South Devon Convention
I ventured across the mighty Tamar on Saturday and attended the South Devon Convention at Totnes. I did not take verbatim notes at the event but I'm pretty sure of what I heard. There was a speaker there who has recently published an academic paper, who described the relationship between the mortality of Varroa Destructor and the conditions of temperature and humidity. The higher the temperature and relative humidity the less likely the mites are to increase. This was not his research but the work of others that he reported.
His current thinking is that by having a heavily insulated hives, the temperature can be raised and kept high by the bees without using a lot of energy (fuel - winter stores). The high temperature will allow higher relative humidity (NOTE - not dampness) and by relying only on a narrow entrance strip as in an "underfloor entrance", there is sufficient ventilation to allow the OMF to be closed - indeed a form of solid floor was suggested. As much as natural beekeeping has a bad name on this forum, this would appear to be a lot closer to what bees choose naturally in a tree - small entrance hole at the bottom and no holes at the top. If the temperature and humidity keep the number of mites down, maybe the original purpose of the OMF - separating unattached mites from the bees - is no longer relevant.

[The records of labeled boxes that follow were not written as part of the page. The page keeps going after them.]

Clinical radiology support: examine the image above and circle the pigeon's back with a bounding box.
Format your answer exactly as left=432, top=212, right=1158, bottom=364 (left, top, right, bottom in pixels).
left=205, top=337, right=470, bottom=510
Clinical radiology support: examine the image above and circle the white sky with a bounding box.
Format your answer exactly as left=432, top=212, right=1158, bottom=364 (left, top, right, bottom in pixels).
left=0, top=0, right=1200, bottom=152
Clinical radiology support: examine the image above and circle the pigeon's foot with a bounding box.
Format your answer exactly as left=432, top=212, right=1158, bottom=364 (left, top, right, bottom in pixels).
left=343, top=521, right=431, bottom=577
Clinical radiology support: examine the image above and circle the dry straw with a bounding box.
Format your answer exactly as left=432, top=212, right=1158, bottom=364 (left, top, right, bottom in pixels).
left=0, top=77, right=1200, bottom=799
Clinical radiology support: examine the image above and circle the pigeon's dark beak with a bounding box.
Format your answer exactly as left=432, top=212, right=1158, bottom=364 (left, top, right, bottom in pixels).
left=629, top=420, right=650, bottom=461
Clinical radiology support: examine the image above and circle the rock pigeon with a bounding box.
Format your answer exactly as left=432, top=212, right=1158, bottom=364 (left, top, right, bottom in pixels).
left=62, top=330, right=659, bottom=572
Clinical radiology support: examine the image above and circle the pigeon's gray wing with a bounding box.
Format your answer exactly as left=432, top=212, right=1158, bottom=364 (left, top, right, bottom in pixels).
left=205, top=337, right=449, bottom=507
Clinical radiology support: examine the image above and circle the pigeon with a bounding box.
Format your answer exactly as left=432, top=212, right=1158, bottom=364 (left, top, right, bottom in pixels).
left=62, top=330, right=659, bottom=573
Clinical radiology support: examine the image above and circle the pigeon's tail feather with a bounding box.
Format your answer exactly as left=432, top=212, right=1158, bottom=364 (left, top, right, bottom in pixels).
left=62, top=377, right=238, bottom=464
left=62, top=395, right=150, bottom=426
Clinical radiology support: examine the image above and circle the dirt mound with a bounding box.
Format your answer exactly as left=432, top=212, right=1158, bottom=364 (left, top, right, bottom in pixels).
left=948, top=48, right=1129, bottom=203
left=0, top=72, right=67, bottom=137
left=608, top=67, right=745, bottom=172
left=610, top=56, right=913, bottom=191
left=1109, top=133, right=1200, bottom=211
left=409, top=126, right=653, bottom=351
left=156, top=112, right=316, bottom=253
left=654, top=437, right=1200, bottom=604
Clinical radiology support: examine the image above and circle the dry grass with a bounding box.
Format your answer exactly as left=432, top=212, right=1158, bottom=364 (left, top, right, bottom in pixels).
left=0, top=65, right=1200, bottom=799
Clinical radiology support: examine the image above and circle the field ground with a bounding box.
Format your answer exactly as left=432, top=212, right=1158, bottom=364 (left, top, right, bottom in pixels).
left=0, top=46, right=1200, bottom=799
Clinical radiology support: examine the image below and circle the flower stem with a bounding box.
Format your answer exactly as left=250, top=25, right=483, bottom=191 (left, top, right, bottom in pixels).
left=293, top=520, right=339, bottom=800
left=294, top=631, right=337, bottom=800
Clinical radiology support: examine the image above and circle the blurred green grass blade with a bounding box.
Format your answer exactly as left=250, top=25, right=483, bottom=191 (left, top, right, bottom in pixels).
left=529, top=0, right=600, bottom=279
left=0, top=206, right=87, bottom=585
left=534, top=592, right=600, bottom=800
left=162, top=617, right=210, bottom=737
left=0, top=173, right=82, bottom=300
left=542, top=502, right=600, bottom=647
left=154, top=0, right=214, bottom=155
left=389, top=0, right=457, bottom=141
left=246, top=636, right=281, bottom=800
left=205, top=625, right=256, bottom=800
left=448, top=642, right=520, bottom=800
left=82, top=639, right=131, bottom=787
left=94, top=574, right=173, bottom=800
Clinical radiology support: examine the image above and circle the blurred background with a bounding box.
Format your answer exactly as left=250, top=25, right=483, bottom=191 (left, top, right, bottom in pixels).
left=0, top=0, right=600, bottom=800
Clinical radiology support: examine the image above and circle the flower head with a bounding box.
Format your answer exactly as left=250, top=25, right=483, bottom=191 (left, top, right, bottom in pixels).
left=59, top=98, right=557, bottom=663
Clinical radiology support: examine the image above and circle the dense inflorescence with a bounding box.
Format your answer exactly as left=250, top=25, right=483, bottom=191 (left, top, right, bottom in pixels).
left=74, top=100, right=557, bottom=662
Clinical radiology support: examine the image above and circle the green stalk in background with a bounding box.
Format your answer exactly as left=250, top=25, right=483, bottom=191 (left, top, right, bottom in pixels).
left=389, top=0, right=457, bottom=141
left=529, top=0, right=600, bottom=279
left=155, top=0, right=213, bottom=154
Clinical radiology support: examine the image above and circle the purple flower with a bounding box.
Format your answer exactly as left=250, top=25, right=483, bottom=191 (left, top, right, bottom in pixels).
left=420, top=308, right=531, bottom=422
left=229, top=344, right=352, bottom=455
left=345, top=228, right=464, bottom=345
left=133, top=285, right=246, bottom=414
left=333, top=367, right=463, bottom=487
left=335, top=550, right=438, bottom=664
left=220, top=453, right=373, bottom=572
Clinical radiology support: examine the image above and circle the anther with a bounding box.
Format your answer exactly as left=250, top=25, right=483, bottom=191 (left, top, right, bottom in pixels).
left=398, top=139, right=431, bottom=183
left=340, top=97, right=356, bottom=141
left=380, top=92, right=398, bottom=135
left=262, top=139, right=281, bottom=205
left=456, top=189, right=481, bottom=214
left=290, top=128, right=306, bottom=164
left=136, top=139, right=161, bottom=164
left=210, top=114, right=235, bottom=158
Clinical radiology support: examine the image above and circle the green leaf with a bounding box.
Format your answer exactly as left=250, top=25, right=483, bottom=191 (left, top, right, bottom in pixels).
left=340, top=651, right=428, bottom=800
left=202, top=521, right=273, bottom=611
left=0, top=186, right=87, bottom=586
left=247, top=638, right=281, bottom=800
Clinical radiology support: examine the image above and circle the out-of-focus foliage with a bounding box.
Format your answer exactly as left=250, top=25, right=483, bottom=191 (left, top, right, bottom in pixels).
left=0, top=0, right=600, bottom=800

This is going to take a bit of swallowing - many beekeepers I know have only just got used to the idea of using Open Mesh Floors. However, I was speaking to a successful commercial beekeeper and he says that he is removing OMFs and returning to solid floors on Poly hives because in terms of honey production "the bees seem happier". Not a scientific conclusion by any means but the considered view of a successful beekeeper.
So there you go - Your bees, your hives, your choice.
CVB
As an aside, I asked the lady I was sitting next to what Varroa treatment she used. She looked around to see who might be listening and said that she had not treated her bees for three years and had not lost any colonies. When I asked what the other beekeepers in her association thought about this, she said that she had not told them - she did not think she could withstand the pressure from the old guard if her guilty secret got out!